Based on this somewhat contrived example, you might have Layout Template Building Blocks (TBBs) such as:

  1. Heading [h1]
  2. Heading [h2]
  3. Image [img]
  4. Link [a]
  5. Link [button]
  6. Link [sub] Disclaimer
  7. Paragraph [div]

Each of these would present a small slice of a given Promotion, placing the heading field into an h1 or h2, for example.

You could then have a variety of Component Templates, re-using these slices of Fields + Layout TBB as seen below.

Three example Promo Component Templates which mix-and-match multiple Layout TBBs each.

Three example Promo Component Templates which mix-and-match multiple Layout TBBs each.

I wouldn’t take this approach too far, though. The important part is recognizing the idea of mapping certain Schema fields in a consistent way. Kudos if you know where else this kind of semantic mapping applies.

I explored the idea of multiple layout TBBs with the SDL Web community in this question. Will Price confirmed he’s used this for things like loops and Peter Kjaer pointed out the multiple layout TBBs in Outbound email. These examples aren’t quite concatenating the Output results as in Damian’s post, but they’re still about modularity and re-use.

Slicing with Multiple Component Templates

As a comparison, we’ve definitely seen this kind of “slicing” approach at the Component Template (CT) level. In one client project, my implementation team had a CMS design where we knew most of the elements representing a “service” or “solution” should belong to the same Component; however, on a given page the editor could mix-and-match other Component and place “slices” of the Component in a different order. The well-fitted solution at the time was to have multipled CTs, which each presented a slice of fields from the Component (credit to the technicals on introducing this type of flexibility without making it too hard on editors).
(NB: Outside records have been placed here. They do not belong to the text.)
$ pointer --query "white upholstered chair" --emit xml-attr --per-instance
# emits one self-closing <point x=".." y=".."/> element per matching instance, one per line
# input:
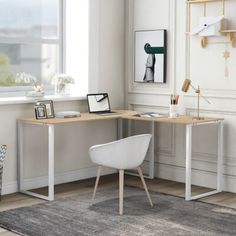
<point x="127" y="153"/>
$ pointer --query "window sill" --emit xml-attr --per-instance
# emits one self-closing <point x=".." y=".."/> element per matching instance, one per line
<point x="23" y="100"/>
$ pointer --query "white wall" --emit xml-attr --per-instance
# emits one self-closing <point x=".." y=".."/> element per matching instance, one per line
<point x="206" y="68"/>
<point x="72" y="142"/>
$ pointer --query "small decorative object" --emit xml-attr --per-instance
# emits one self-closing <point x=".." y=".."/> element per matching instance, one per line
<point x="49" y="107"/>
<point x="26" y="78"/>
<point x="150" y="56"/>
<point x="63" y="83"/>
<point x="208" y="26"/>
<point x="40" y="112"/>
<point x="226" y="55"/>
<point x="3" y="150"/>
<point x="187" y="83"/>
<point x="173" y="112"/>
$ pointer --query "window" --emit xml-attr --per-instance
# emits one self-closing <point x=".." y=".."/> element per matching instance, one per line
<point x="43" y="39"/>
<point x="77" y="42"/>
See below for how Component A and Component B are used more-than-once in each page. The Component Templates let you mix-and-match as well as reorder slices of the same Component on the page without needing many separate Components.
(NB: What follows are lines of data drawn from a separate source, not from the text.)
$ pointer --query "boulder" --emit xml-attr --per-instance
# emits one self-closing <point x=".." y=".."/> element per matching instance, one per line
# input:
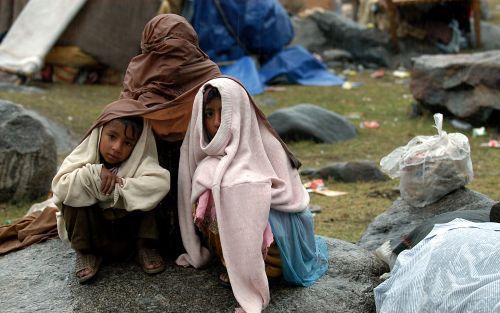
<point x="401" y="218"/>
<point x="466" y="85"/>
<point x="371" y="47"/>
<point x="28" y="156"/>
<point x="41" y="278"/>
<point x="348" y="172"/>
<point x="311" y="122"/>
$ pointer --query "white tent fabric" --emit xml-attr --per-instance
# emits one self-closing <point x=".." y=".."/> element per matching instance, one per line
<point x="454" y="269"/>
<point x="34" y="32"/>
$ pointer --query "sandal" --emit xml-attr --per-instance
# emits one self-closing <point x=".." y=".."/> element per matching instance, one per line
<point x="147" y="257"/>
<point x="88" y="262"/>
<point x="224" y="279"/>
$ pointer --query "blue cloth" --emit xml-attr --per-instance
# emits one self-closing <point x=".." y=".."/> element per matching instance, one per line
<point x="298" y="66"/>
<point x="245" y="70"/>
<point x="304" y="256"/>
<point x="262" y="27"/>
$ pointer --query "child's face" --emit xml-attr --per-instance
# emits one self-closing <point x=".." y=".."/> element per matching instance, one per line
<point x="212" y="115"/>
<point x="117" y="142"/>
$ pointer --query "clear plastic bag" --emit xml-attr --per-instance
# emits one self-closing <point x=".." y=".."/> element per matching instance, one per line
<point x="430" y="166"/>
Component re-used on the page more-than-once, but with different CT's presenting a "slice" of the Component's fields.

Component re-used on the page more-than-once, but with different CT’s presenting a “slice” of the Component’s fields.

The biggest catch with re-using a Component like this is Experience Manager (XPM)–a selected Component will activate for editing wherever it’s presented on the page. Also, XPM Page Types can’t get create multiple Component Presentations (CPs) using the same copy of a prototyped Content Type. However, the Event System or some dummy placeholder CP can help–the editor gets one new Component from the Page Type and the rest are automated or manually re-added with different CTs.

So, when do you use slicing as a CMS design pattern? When you:

  1. Need the ability to move sets of fields up-and-down in a Template, Page, or other CMS element
  2. Want related fields managed in fewer Components (e.g. all solution-related fields in the same solution Component)
  3. Need consistency in the presentation (a heading is consistently an H1 or H2 rather than random-by-design).
  4. Have a relatively “flat” HTML design

Have you “sliced” before? Multiple CTs revealing parts of the same Schema? Multiple layout TBBs in a CT? Leave a comment. If this all makes sense, consider how slicing might apply to SmartTarget and SDL Mobile.

One thought on “SDL Web Design Pattern: “Slicing”

  1. Alvin, I really like this idea and can see it being used in some scenarios I’ve run into. Working with Damian on a project we’ve moved a lot of our rendering out to C# code in TBBs, which has allowed us to create reusable classes for key groups of fields that get used across multiple components. Of course, this has implications on XPM implementation, as well as what skills are needed to update the layout templates.